Gelegentlich muss man sich gegen den Zerfall im Blättern mit starken (?) mächtigen Menschen umgeben und neu einbinden oder einbilden lassen. Man kann sich aber auch mit einem umgeben, der sich für die Mächtigen zerrissen hat. Also stülpt man sich über?: ein Weib. Die schwarze männliche Sorge zieht sich ein hübsches (? etwas prall überweites) seelig-weißes Frauenleibchen an.
Nietzsche hat sich an (ältere oder von sich und der Welt befreite) Frauen gehalten und La Mettrie sein höchstes Gut unter Seneca und noch eine andere große imaginäre Hure. Dies wahre Weib in sich haben beide gespürt und erkannt.

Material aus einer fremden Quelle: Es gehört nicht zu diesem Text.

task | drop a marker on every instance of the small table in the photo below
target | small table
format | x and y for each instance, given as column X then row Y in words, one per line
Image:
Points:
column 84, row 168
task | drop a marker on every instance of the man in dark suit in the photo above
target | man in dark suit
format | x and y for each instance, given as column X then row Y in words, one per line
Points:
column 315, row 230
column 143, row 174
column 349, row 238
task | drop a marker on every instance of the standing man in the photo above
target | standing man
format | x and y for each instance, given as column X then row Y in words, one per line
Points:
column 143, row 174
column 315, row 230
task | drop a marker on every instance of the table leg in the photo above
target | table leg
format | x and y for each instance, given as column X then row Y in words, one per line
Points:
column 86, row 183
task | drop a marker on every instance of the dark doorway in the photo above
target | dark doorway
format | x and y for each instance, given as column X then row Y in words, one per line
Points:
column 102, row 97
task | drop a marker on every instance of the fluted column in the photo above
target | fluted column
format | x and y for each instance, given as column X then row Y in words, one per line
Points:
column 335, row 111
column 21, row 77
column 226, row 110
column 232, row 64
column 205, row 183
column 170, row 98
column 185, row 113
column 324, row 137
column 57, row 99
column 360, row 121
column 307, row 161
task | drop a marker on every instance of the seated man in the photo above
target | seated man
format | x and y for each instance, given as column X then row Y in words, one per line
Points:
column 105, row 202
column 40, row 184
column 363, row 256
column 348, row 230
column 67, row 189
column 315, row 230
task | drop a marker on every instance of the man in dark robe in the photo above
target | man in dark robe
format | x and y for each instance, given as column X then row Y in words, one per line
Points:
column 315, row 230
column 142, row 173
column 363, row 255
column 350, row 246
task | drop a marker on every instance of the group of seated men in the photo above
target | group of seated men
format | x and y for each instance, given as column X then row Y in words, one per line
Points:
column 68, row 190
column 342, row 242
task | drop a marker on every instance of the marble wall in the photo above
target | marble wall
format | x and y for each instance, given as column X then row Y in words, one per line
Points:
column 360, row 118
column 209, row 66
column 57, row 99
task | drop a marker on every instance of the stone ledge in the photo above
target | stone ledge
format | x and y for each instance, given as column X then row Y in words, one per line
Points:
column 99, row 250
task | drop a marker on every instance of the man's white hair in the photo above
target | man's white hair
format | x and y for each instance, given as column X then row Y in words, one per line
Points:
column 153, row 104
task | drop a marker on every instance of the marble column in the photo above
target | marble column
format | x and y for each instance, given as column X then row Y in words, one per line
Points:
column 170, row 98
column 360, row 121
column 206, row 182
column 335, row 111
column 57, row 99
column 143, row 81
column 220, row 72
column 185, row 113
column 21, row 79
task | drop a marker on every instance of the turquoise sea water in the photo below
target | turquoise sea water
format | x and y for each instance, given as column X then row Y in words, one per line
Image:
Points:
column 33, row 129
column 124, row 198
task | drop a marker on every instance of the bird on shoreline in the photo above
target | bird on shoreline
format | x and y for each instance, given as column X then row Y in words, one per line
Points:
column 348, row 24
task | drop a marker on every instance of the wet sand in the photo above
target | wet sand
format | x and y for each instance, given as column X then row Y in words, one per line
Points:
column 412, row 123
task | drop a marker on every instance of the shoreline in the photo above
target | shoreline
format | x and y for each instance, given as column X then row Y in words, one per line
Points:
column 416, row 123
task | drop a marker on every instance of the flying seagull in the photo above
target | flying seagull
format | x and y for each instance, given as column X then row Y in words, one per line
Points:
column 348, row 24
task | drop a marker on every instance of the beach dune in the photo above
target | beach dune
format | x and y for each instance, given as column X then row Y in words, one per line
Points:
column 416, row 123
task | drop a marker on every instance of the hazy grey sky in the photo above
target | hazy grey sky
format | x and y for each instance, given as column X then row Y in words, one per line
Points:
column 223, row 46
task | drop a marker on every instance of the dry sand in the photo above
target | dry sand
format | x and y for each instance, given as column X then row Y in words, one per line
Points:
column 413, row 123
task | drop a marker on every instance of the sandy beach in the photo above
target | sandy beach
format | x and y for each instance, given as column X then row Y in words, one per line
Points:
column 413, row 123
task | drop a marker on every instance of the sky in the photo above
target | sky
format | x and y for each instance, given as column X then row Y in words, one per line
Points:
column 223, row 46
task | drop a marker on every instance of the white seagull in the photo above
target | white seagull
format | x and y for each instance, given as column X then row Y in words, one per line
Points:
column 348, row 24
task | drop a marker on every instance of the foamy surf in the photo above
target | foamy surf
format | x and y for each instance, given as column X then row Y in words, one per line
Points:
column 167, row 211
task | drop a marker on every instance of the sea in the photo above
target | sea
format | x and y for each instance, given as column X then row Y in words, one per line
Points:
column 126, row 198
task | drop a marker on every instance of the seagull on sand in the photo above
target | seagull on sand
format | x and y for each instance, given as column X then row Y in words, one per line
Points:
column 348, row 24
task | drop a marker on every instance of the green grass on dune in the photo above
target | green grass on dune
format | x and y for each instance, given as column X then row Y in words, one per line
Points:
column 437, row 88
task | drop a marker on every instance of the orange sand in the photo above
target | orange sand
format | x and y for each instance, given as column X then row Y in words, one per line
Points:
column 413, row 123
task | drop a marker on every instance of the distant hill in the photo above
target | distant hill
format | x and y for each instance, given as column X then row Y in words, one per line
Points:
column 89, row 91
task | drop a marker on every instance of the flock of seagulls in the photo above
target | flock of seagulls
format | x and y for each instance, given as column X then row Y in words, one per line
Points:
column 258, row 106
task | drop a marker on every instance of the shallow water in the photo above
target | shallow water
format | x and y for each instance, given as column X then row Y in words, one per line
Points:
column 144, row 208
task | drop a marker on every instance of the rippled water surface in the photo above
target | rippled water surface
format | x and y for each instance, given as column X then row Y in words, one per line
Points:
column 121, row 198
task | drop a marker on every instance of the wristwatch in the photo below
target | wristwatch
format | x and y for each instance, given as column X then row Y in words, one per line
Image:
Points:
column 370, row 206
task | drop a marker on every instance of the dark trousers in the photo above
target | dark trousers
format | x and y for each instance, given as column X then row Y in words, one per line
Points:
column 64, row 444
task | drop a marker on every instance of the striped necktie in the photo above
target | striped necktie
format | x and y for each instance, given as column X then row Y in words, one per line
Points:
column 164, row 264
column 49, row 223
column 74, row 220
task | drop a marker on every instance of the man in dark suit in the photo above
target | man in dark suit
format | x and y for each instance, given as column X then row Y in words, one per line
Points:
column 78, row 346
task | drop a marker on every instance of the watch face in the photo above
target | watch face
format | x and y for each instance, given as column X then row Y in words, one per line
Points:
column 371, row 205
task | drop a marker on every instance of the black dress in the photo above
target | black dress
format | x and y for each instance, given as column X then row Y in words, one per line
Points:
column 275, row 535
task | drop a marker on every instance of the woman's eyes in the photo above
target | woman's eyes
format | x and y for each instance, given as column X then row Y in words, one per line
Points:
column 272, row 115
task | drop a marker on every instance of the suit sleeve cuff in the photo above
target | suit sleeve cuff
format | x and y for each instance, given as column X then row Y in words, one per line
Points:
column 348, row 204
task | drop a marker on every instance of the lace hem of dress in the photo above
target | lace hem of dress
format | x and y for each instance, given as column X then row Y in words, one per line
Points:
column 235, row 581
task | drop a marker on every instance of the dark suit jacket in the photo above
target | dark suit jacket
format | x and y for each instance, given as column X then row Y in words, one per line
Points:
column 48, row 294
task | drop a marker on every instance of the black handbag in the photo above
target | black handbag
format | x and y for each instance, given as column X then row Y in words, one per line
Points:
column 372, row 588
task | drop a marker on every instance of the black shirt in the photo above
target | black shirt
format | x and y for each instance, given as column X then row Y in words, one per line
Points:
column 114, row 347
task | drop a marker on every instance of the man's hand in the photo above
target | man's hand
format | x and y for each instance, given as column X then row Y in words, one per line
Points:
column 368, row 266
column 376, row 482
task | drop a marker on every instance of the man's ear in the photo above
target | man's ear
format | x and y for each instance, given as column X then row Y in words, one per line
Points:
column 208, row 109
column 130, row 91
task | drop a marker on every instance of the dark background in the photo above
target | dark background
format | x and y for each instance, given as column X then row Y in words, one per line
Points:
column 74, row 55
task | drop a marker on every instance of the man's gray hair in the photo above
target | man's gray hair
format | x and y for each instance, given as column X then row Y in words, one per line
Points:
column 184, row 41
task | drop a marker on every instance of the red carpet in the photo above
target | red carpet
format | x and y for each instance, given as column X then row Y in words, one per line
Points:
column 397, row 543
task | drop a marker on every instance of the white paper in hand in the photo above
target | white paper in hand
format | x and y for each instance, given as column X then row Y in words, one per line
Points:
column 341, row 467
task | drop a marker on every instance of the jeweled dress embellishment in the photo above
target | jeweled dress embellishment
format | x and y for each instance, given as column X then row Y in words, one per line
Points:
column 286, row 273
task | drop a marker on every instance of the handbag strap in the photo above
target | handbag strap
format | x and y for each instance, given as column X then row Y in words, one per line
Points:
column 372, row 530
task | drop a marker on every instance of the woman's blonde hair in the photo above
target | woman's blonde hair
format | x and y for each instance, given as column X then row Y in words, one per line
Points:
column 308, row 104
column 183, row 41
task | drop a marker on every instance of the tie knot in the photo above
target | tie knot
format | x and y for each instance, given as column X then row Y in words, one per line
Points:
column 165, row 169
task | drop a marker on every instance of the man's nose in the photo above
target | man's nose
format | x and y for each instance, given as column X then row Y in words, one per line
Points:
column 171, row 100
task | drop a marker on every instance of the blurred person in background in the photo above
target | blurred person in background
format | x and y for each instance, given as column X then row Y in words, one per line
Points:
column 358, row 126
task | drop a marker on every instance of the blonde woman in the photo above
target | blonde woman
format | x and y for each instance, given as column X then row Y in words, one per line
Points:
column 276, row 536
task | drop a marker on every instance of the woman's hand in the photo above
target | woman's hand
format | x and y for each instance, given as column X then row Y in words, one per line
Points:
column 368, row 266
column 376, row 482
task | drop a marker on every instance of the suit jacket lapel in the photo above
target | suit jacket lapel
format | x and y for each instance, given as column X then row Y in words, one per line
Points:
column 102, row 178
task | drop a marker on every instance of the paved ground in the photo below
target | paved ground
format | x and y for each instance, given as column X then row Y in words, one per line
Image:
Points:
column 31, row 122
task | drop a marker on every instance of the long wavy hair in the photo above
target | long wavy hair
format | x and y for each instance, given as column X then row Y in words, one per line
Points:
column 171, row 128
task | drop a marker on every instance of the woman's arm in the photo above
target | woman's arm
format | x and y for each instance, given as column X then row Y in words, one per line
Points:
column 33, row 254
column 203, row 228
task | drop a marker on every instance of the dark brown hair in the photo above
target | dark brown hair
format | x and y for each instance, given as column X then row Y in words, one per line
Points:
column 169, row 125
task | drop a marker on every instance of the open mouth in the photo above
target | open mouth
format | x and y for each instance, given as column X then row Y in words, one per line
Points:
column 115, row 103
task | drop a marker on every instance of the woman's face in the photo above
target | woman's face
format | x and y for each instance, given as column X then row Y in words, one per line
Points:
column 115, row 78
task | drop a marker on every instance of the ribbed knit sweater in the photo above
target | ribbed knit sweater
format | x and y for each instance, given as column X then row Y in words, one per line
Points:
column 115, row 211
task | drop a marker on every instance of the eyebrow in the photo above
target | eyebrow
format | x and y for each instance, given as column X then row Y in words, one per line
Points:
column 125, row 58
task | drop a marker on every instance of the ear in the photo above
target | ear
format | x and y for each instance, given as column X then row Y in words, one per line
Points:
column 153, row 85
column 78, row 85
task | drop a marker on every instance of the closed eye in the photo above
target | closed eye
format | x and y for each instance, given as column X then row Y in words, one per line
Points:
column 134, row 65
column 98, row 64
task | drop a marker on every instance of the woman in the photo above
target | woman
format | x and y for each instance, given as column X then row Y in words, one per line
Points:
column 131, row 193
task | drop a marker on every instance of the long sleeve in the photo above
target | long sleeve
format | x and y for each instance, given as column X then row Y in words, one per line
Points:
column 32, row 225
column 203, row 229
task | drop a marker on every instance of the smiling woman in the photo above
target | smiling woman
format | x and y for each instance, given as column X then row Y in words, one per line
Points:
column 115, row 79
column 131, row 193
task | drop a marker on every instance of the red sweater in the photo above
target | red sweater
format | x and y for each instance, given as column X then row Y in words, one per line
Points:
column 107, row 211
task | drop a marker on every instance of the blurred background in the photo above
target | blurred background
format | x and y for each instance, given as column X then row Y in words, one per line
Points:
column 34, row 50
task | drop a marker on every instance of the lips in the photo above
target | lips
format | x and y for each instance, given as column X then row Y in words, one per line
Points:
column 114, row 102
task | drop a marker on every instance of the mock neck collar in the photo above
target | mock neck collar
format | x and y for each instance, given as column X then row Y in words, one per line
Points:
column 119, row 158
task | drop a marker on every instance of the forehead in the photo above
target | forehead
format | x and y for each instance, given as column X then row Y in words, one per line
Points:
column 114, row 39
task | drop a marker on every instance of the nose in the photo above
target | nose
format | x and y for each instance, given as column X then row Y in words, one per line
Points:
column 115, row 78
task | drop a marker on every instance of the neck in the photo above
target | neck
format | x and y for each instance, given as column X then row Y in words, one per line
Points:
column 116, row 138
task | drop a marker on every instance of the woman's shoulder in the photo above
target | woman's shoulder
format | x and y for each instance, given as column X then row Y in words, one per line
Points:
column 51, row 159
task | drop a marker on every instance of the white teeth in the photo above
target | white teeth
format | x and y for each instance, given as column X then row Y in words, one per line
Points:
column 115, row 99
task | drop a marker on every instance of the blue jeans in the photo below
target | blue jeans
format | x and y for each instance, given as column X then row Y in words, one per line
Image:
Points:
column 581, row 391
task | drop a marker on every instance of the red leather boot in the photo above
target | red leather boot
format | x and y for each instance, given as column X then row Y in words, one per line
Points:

Sie haben sich erst verkleidet und dann sich mit dem alten oder unpassenden Kleid gern zerrissen.
Sie sind einem Riss erlegen und haben sich einen ewigen Großen also prophezeit.
Lauter Schwarze Krieger mit weißem hässlich fettem weiblichem Leib.
Lauter Schwarze Krieger mit weißem hässlich fettem weiblichem Leib.
Es hat nun also noch gar keinen richtigen Weltkrieg
gegeben? Ja, der Große wartet mit seiner Erektion ein wenig noch auf uns. Er wird wohl nicht
ausbleiben, ist er doch Übersinn und eine überstaatliche Notwendigkeit. Aber
Verzeihung! Derartiges SchreibGeschäft ist nicht meins, weder bin
ich als überzeugend-peinlicher Schriftsteller Zahlen engagiert noch in der mehr oder
weniger schlampig politisch plaudernden Schauspielerei.
La Mettrie ist erst Maschine geworden,
dann Sklave der Maschinerie, richtig erkannt, verraten, verkauft,
isoliert und geschäftsmäßig vertrieben. Er ist der Flucht auf den
Leim gegangen und auf den Leib gekommen. Er hat statt d e n Leib
(als Arzt) zu Geld, s e i n e n Leib zu Schrift und Wort gemacht: zu höchstem Gut
stark eingebunden noch in einen anderen Starken: als Fritzens Leibarzt und zwischen Senecas
absoluter geistbereicherter Unverschämtheit, Gedankenfreiheit und -losigkeit
seiner Zeit. Er hat als Narr seinen Leib zum schamlos lauteren mitreden gebracht. Ein Narr kann ein Körpersymptom sein, ein aufgepfopfter Wahn (einen anderen gibt es nicht) und lächerlicher Furz analytischer Unheimlichkeit. Was?, er schmeckt nicht? Ein Narr mit Witz und Verstand aber ist den regierenden Narren ein böses Kind mit Spiegel und eine tödliche Beleidigung. Er hat
Fritz den Großen Sinnlosen und Seneca, den geistigen Zuarbeiter
weicher Masse überWunden zur beherrschten Freiheit. Se necari fecit? Nein, er hat sich
nicht gern umgebracht, sondern lieber umbringen lassen. Schließlich hat der 'Große' aufgeblasene Zwerg, der fliegende 'Aufklärer' des Hohen Mordens, Fritz, der erste Maschinen- und DrohnenGeist, ihn geschlachtet und - ins ruhmreiche Nichts überfüttert mit Falschheit und wohl mit Spott überschüttet hinausgepreist. Man hat die Ironie ohne Hinweisschild wieder mal nicht erkannt!
Ich stelle mir schließlich doch einmal gegen alle Widerlichkeit eben das
vollkommene kommende Durcheinander von weltweiter Anarchie und
absoluter Zerstörungswut vor (N. Briefe Bd. 6, 399). Am Ende wird Ekel Wollust vielleicht.